Gayam - Sri Ustadzaningsih, warga Dusun Dawung RT 10 RW 02 Desa Mojodelik Kecamatan Gayam Kabupaten Bojonegoro yang menjadi korban dugaan keracunan gas beracun (Hydrogen Sulfida/H2S) Lapangan Banyuurip Blok Cepu enggan pulang ke kampung halamannya.

Pasca mendapatkan izin pulang dari pihak Rumah Sakit Muhammadiyah (RSM) Kalitidu, dirinya justru pulang ke rumah adik kandungnya di Desa Kebonagung Kecamatan Padangan Kabupaten Bojonegoro.

"Dia langsung ikut saya ke sini," ungkap Kusnul Khotimah, adik kandung Sri Ustadzaningsih, Selasa (1/11/2016).

Dia menjelaskan, kakak kandungnya itu trauma dengan peristiwa tersebut.

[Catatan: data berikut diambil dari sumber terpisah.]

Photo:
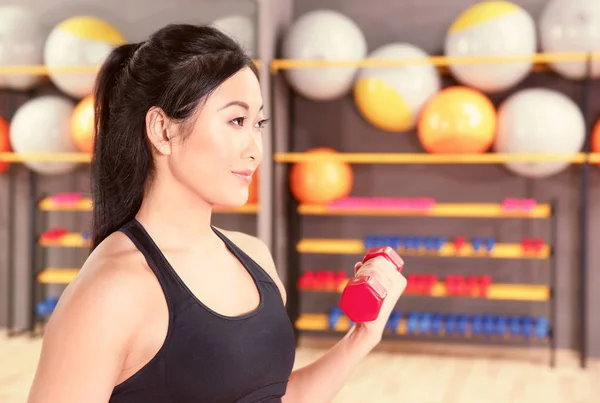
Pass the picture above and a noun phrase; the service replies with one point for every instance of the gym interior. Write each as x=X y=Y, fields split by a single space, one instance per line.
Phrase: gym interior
x=462 y=133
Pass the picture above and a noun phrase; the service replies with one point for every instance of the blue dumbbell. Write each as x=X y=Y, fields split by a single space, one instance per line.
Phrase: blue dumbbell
x=425 y=322
x=514 y=325
x=501 y=325
x=436 y=323
x=334 y=316
x=412 y=323
x=394 y=321
x=463 y=324
x=489 y=325
x=477 y=325
x=527 y=326
x=451 y=323
x=542 y=328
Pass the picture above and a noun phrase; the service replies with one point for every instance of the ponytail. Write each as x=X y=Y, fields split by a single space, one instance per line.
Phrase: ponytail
x=175 y=69
x=118 y=179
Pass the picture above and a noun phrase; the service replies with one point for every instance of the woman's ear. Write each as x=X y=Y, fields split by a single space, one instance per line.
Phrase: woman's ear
x=157 y=128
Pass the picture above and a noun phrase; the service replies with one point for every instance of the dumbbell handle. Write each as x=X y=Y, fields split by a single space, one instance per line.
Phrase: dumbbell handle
x=363 y=296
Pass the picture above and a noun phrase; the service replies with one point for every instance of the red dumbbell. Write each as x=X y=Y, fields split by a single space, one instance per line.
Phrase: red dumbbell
x=363 y=295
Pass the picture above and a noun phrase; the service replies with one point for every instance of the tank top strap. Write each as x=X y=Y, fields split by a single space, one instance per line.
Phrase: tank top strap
x=158 y=264
x=255 y=269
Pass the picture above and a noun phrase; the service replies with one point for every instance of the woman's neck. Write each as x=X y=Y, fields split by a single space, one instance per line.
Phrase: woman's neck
x=175 y=217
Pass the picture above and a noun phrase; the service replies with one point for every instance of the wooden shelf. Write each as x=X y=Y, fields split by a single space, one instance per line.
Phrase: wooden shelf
x=355 y=247
x=464 y=210
x=426 y=158
x=57 y=276
x=319 y=322
x=85 y=204
x=495 y=291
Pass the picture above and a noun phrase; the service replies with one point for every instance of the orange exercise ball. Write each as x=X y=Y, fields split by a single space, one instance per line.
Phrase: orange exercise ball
x=321 y=182
x=82 y=125
x=595 y=139
x=458 y=120
x=4 y=143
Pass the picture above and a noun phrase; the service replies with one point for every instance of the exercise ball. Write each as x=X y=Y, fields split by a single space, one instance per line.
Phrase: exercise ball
x=458 y=120
x=323 y=35
x=82 y=125
x=595 y=139
x=496 y=29
x=43 y=125
x=21 y=44
x=320 y=182
x=82 y=41
x=571 y=26
x=4 y=143
x=539 y=121
x=391 y=98
x=241 y=28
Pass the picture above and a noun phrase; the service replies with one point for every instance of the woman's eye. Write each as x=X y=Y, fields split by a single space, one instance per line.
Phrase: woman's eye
x=239 y=121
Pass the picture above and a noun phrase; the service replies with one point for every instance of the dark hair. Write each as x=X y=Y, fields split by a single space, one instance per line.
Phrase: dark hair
x=175 y=69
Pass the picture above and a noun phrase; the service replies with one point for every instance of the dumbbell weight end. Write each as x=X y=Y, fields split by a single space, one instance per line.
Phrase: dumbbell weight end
x=363 y=295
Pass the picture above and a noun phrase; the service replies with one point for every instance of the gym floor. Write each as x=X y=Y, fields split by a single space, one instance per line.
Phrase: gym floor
x=410 y=375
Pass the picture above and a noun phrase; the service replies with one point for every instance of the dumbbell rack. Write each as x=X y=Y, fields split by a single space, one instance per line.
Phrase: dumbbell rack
x=332 y=322
x=42 y=276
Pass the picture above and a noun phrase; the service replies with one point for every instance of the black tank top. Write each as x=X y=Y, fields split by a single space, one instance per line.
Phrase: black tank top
x=207 y=357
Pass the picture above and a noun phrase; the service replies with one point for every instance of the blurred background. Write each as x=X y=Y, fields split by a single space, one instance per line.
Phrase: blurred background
x=463 y=133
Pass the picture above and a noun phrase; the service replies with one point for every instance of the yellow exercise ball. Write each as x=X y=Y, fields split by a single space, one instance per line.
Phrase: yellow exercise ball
x=82 y=41
x=391 y=98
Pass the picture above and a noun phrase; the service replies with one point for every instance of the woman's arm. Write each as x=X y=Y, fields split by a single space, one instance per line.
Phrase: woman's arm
x=86 y=339
x=320 y=381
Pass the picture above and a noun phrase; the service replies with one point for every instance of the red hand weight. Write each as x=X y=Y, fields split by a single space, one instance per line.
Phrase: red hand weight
x=363 y=295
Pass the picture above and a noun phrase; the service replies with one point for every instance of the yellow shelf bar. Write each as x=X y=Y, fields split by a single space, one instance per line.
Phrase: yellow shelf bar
x=497 y=291
x=439 y=210
x=43 y=70
x=85 y=204
x=355 y=247
x=319 y=322
x=426 y=158
x=57 y=276
x=439 y=61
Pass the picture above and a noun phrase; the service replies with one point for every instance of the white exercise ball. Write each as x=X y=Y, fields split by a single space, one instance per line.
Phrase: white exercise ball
x=21 y=44
x=82 y=41
x=43 y=125
x=539 y=121
x=494 y=29
x=571 y=26
x=323 y=35
x=240 y=28
x=391 y=98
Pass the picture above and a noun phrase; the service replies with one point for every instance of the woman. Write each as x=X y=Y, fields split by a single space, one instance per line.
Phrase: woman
x=168 y=308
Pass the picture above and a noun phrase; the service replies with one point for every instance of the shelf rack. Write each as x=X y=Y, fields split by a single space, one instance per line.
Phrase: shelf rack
x=292 y=230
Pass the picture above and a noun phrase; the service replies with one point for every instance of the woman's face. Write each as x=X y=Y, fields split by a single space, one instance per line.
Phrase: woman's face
x=218 y=158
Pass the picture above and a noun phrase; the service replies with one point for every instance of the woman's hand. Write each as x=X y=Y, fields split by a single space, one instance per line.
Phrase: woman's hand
x=394 y=283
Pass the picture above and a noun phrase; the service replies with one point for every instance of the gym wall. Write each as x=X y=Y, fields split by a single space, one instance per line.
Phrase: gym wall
x=338 y=125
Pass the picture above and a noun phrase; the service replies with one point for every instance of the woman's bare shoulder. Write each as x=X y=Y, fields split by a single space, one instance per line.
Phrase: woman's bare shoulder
x=89 y=334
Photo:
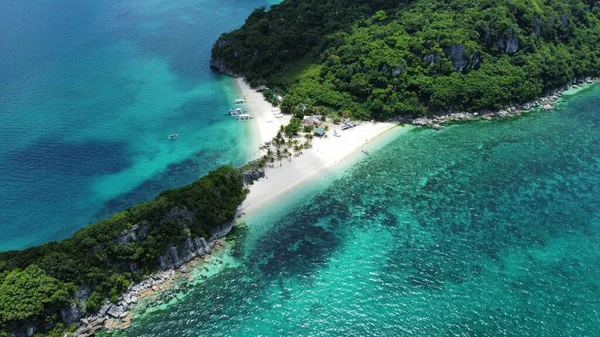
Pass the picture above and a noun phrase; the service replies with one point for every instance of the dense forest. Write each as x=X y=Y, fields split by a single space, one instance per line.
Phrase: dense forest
x=381 y=58
x=108 y=256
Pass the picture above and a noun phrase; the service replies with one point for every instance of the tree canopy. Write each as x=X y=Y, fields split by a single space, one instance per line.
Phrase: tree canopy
x=107 y=256
x=380 y=59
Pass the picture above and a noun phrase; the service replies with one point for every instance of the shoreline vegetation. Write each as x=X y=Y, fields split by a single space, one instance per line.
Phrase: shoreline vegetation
x=377 y=60
x=165 y=286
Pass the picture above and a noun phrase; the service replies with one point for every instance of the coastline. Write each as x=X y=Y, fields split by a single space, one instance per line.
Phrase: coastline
x=287 y=175
x=322 y=159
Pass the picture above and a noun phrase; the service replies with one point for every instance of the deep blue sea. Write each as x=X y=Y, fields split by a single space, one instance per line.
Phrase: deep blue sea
x=482 y=229
x=89 y=93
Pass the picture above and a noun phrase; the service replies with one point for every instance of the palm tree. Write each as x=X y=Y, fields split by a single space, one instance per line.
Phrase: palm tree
x=297 y=148
x=278 y=141
x=262 y=162
x=309 y=138
x=271 y=160
x=286 y=153
x=279 y=156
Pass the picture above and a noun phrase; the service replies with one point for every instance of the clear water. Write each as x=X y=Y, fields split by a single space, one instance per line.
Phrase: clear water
x=485 y=229
x=89 y=93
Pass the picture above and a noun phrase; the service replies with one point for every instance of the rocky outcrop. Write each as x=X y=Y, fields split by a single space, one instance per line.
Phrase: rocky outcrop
x=456 y=53
x=510 y=43
x=461 y=61
x=546 y=103
x=190 y=248
x=218 y=63
x=537 y=27
x=137 y=232
x=77 y=309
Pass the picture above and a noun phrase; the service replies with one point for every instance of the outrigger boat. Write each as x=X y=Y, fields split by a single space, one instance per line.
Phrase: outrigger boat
x=235 y=112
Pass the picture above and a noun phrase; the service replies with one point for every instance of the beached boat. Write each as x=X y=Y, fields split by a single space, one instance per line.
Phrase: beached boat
x=235 y=112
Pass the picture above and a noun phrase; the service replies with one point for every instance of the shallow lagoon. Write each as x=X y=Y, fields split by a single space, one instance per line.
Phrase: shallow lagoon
x=483 y=229
x=90 y=92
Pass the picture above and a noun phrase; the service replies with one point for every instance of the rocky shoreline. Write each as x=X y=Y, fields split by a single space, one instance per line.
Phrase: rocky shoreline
x=119 y=316
x=546 y=103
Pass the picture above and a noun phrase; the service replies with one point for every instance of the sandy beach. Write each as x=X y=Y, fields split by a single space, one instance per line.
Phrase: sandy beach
x=313 y=162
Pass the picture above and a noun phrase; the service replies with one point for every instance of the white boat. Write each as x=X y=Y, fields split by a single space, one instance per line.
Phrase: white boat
x=235 y=112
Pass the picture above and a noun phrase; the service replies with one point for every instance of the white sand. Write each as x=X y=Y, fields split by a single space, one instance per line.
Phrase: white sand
x=265 y=123
x=311 y=163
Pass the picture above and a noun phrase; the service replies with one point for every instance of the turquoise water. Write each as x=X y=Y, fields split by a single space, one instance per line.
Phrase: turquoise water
x=484 y=229
x=91 y=90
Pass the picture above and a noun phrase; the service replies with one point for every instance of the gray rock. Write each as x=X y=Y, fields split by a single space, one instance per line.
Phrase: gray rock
x=252 y=174
x=456 y=53
x=70 y=314
x=429 y=59
x=537 y=27
x=509 y=44
x=421 y=121
x=115 y=311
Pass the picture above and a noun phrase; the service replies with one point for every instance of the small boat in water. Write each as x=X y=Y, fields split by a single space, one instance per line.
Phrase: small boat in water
x=236 y=112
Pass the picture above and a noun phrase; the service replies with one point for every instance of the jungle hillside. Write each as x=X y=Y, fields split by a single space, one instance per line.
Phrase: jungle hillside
x=381 y=59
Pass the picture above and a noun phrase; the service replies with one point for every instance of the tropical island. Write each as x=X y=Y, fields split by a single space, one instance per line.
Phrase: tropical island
x=338 y=60
x=383 y=59
x=45 y=287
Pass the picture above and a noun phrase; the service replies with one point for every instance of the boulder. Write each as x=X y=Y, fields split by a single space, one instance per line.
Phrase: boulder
x=115 y=311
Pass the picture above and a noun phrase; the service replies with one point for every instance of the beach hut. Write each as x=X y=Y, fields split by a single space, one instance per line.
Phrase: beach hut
x=319 y=132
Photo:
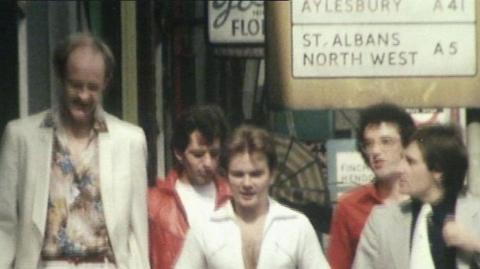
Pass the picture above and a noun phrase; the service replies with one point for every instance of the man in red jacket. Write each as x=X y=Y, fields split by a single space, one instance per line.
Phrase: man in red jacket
x=383 y=133
x=193 y=189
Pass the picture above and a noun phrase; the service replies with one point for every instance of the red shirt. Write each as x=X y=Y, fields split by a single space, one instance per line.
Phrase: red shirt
x=168 y=221
x=347 y=223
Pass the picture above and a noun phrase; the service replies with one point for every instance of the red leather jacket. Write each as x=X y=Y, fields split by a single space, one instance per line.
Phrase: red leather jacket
x=168 y=221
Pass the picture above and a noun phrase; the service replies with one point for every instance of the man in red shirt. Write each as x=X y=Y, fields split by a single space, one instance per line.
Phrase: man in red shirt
x=193 y=189
x=383 y=133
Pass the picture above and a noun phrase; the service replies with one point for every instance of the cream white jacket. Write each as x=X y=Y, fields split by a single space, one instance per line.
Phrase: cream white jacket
x=289 y=242
x=25 y=162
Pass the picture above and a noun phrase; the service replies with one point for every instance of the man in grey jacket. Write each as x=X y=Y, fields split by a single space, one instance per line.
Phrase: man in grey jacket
x=438 y=227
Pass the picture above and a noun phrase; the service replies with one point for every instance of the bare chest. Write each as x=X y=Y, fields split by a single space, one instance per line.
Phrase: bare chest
x=252 y=237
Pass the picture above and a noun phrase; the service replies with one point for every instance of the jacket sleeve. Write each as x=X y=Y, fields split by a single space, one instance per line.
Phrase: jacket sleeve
x=368 y=250
x=9 y=156
x=311 y=254
x=340 y=253
x=192 y=255
x=138 y=238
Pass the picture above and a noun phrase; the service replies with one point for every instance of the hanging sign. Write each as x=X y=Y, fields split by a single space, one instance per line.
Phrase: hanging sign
x=236 y=22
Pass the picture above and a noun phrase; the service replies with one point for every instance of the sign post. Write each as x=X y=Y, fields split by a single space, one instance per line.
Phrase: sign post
x=352 y=53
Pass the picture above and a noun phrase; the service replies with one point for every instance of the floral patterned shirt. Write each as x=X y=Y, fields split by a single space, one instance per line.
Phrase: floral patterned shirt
x=76 y=225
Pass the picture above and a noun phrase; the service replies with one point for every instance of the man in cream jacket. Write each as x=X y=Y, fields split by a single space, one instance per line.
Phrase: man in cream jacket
x=73 y=178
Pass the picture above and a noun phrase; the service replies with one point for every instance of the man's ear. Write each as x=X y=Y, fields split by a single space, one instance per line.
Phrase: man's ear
x=273 y=176
x=437 y=176
x=178 y=155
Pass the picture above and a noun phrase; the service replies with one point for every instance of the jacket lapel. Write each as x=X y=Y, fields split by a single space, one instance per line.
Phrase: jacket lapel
x=43 y=152
x=106 y=179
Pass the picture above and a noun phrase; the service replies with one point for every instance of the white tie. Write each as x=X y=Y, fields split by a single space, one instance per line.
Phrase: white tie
x=421 y=257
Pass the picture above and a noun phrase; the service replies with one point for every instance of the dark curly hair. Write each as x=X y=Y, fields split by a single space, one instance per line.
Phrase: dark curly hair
x=209 y=120
x=385 y=112
x=444 y=151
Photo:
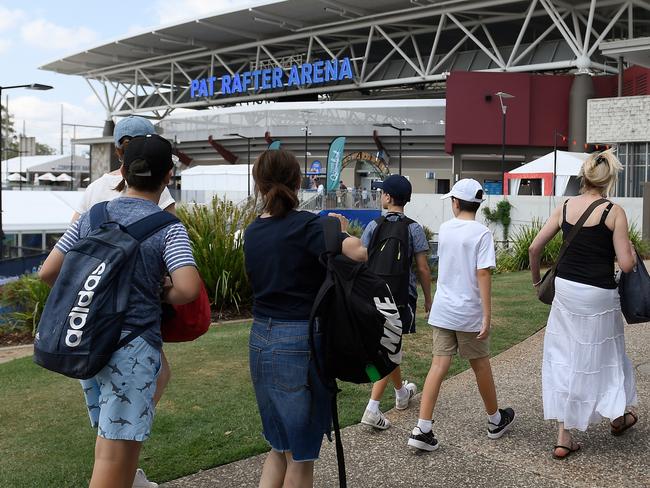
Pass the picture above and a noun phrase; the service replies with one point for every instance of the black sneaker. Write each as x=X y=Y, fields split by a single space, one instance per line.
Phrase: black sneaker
x=422 y=441
x=507 y=419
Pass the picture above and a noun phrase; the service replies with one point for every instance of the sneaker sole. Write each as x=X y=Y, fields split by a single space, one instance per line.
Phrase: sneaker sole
x=505 y=429
x=375 y=426
x=422 y=446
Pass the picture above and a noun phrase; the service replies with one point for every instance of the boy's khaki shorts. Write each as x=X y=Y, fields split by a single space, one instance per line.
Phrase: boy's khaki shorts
x=447 y=342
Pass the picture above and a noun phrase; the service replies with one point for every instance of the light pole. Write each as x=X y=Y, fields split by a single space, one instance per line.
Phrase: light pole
x=400 y=130
x=32 y=86
x=555 y=134
x=504 y=109
x=248 y=172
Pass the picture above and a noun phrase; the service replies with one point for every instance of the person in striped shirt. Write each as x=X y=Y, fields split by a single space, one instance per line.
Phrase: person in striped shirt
x=125 y=406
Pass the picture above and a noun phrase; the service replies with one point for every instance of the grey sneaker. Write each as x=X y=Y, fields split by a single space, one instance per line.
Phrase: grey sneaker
x=141 y=481
x=375 y=419
x=507 y=419
x=422 y=441
x=403 y=403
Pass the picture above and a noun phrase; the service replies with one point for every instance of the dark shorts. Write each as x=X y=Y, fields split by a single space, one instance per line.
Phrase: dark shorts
x=407 y=315
x=294 y=404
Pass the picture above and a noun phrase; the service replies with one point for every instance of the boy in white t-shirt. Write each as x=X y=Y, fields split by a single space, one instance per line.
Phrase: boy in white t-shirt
x=461 y=312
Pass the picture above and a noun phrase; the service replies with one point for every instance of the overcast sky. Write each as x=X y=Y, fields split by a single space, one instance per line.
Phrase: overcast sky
x=33 y=33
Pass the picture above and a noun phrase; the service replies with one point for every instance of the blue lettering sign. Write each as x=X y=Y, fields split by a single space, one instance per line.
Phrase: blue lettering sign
x=306 y=74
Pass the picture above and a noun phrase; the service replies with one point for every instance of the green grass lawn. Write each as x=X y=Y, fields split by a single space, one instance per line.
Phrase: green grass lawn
x=208 y=414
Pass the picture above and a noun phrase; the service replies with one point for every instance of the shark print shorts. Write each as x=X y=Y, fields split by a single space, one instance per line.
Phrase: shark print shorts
x=120 y=397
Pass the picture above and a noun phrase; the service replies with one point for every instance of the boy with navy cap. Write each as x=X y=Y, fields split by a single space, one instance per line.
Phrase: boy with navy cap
x=461 y=312
x=396 y=193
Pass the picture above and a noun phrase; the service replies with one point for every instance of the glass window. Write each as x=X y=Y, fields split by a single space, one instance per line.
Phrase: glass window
x=32 y=243
x=51 y=240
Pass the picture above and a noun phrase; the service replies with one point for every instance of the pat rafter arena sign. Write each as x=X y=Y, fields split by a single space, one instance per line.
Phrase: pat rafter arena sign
x=298 y=75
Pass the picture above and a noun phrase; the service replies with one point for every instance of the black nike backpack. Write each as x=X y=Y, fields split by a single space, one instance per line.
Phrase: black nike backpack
x=388 y=256
x=361 y=325
x=82 y=321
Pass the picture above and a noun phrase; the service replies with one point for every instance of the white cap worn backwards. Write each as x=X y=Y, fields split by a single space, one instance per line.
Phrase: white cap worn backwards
x=468 y=190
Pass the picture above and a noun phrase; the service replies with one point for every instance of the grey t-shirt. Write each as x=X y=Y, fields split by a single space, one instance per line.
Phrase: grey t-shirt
x=165 y=251
x=417 y=240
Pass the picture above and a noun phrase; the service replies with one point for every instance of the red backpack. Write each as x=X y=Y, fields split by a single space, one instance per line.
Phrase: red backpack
x=183 y=323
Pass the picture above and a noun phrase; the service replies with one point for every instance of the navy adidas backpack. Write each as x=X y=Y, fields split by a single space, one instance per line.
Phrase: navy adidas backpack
x=81 y=324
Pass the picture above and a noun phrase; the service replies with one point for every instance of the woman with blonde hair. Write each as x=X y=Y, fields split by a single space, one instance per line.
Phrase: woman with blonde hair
x=586 y=375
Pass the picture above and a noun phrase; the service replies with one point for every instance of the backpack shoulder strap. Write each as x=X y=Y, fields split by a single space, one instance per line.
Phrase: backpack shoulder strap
x=332 y=231
x=98 y=215
x=576 y=228
x=146 y=227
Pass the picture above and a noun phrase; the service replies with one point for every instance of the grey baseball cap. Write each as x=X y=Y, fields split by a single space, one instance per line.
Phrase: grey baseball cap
x=132 y=126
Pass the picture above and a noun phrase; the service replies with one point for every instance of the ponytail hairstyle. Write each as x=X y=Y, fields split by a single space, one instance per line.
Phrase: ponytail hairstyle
x=277 y=179
x=600 y=172
x=119 y=152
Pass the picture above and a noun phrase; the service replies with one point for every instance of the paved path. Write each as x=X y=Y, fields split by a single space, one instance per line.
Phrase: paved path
x=467 y=458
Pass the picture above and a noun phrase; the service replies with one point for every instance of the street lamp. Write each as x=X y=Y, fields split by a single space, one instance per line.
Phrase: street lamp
x=400 y=130
x=248 y=171
x=504 y=109
x=32 y=86
x=555 y=134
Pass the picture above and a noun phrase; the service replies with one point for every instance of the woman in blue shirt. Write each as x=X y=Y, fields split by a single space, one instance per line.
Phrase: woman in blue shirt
x=282 y=247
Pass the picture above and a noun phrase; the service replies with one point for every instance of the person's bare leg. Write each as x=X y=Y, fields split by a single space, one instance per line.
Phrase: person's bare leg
x=485 y=382
x=299 y=474
x=379 y=387
x=274 y=470
x=115 y=463
x=163 y=378
x=435 y=376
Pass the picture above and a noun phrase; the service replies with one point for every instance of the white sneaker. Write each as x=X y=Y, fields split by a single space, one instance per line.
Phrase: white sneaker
x=375 y=419
x=141 y=481
x=403 y=403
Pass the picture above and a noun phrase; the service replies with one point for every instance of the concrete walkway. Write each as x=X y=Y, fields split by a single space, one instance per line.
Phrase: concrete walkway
x=467 y=458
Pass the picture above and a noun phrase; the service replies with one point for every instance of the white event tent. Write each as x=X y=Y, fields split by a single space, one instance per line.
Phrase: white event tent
x=568 y=165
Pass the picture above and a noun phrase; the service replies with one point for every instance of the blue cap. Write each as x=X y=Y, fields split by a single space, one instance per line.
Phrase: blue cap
x=132 y=126
x=397 y=186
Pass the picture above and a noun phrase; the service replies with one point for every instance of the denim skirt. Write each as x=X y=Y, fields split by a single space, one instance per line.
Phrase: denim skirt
x=294 y=404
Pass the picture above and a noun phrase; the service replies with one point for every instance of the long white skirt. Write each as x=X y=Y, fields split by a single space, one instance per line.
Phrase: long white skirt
x=586 y=375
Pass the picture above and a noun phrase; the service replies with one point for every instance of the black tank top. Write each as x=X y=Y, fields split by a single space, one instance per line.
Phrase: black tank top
x=590 y=257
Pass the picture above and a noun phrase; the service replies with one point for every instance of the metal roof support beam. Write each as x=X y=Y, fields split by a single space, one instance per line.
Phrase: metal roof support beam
x=529 y=14
x=384 y=60
x=494 y=46
x=476 y=41
x=536 y=42
x=561 y=26
x=399 y=50
x=607 y=29
x=452 y=51
x=436 y=40
x=590 y=23
x=367 y=55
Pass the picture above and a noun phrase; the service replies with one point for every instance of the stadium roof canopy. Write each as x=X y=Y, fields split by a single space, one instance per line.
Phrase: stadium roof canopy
x=392 y=45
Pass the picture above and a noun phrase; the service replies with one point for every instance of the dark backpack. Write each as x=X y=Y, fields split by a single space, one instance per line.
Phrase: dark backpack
x=388 y=255
x=82 y=321
x=361 y=326
x=634 y=289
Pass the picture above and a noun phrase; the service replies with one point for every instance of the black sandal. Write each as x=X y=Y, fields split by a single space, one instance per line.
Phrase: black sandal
x=620 y=430
x=569 y=450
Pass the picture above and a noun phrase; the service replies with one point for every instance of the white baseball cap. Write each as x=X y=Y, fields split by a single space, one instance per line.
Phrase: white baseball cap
x=467 y=190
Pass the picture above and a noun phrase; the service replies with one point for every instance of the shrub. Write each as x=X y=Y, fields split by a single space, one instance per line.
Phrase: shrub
x=216 y=231
x=515 y=258
x=500 y=215
x=26 y=297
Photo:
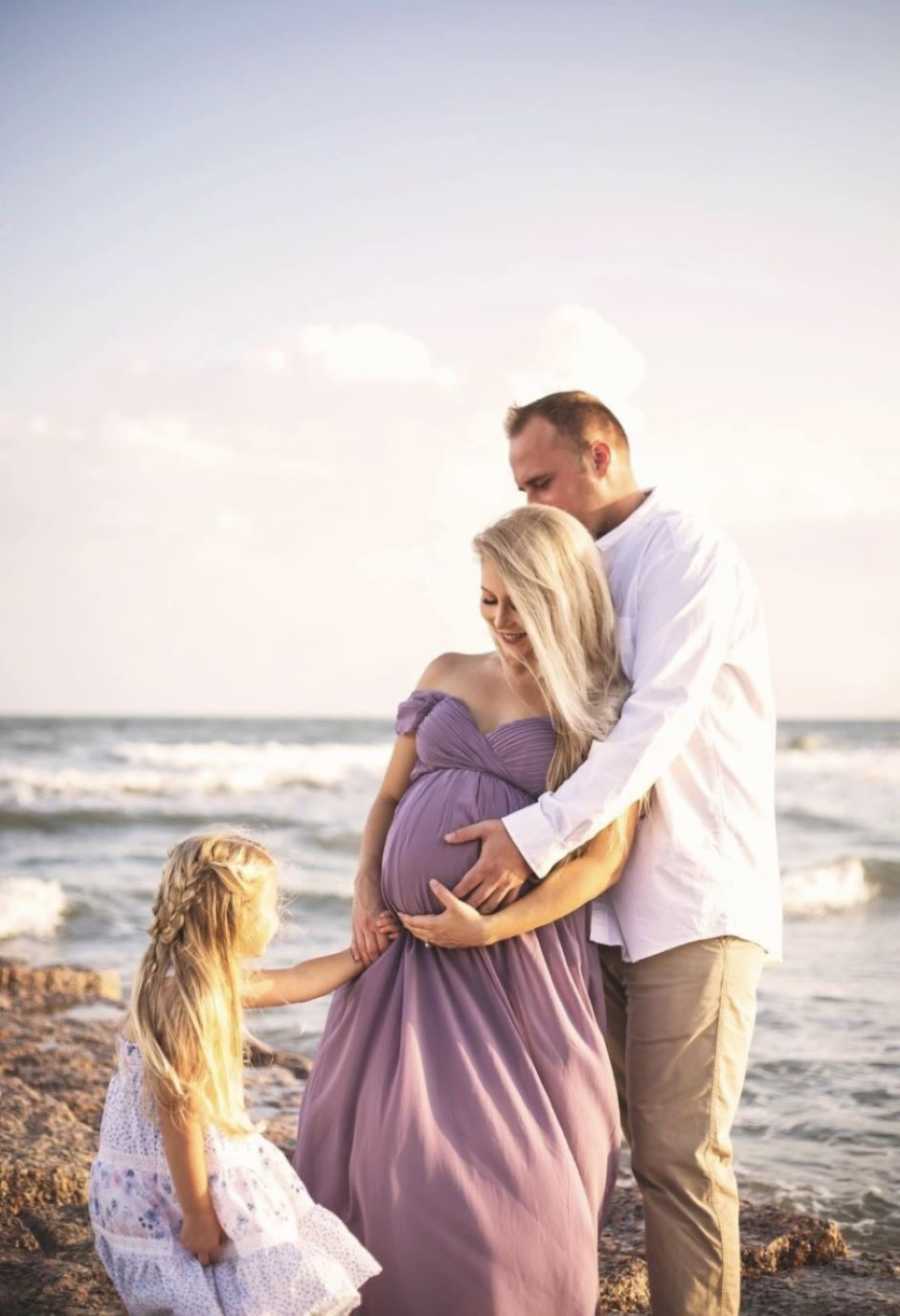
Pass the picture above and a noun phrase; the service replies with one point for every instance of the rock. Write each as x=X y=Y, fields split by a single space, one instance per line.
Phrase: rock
x=45 y=1150
x=54 y=986
x=55 y=1060
x=792 y=1241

Sebab, tempat tinggalnya di Dawung berdekatan dengan Lapangan Migas Banyuurip Blok Cepu yang dioperatori ExxonMobil Cepu Limited (EMCL).

"Dia trauma, khawatir kejadian itu terulang lagi," jelasnya.

Sementara itu, dua korban lainnya, Nyamikarin dan Warsiti, yang dua hari lalu pulang dari RSM Kalitidu terpaksa pulang ke rumahnya. Meskipun sebenarnya mereka sangat trauma dengan insiden tersebut. (gus)

Share this

Related Posts

Previous
Next Post »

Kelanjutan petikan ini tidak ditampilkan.